Combinatorial Card Flip Game

You can prove the game terminates by induction. A $1$ card deck terminates immediately. Now assume we have proven that it terminates for all decks up to $n$. If we imagine playing a game with $n+1$ cards, if card $n+1$ comes to the top of the deck, it will go to be bottom and can never enter play again. We are then playing an $n$ card game, which we know terminates. If card $n+1$ never comes to the top of the deck, we will never see the card on the bottom of the deck, so we can pretend it isn't there, in which case we are again playing an $n$ card game. So the game always terminates.

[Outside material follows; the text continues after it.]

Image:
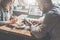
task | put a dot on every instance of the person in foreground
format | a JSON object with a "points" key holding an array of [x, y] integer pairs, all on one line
{"points": [[6, 13], [50, 27]]}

Added: I believe that an upper bound for the maximum number of turns is one less than the Fibonacci numbers, $F(n)$ with the index offset by $1$. Let $G(n)$ be the maximum number of turns for $n$ cards. $G(1)=0$ as card $1$ is on top. $G(2)=1$ for order $2,1$. $G(3)=2$ for order $3,1,2$ To find the recurrence, you don't want $1$ on the bottom or you will get it as soon as you find card $n$. So you are playing an $n-2$ card game which ends when you find card $n$ and haven't found card $1$. You play $1$ turn to put card $n$ on the bottom, then play an $n-1$ card game. So the recurrence is $G(n)=1+G(n-1)+G(n-2)$ To prove it by induction, note $G(1)=F(2)-1, G(2)=F(3)-1$ and assume we have proved it up to $n-1$, then $ G(n)=1+G(n-1)+G(n-2)=1+(F(n)-1)+(F(n-1)-1)=F(n+1)-1$

However, this assumes that you can play the $n-1$ card game avoiding $1$ for as many turns as an $n-2$ card game. For $4$ cards this works with the order $2413$ taking $4$ moves, and for $5$ it also works with $31452$ taking $7$. But for $6$ cards it fails. The way to find these is take the maximum series for $n-1$, put card $n$ on the bottom and work backwards. For $6$ you get stuck and $456213$ takes only $10$ turns. I haven't proven that there are no $11$ move decks.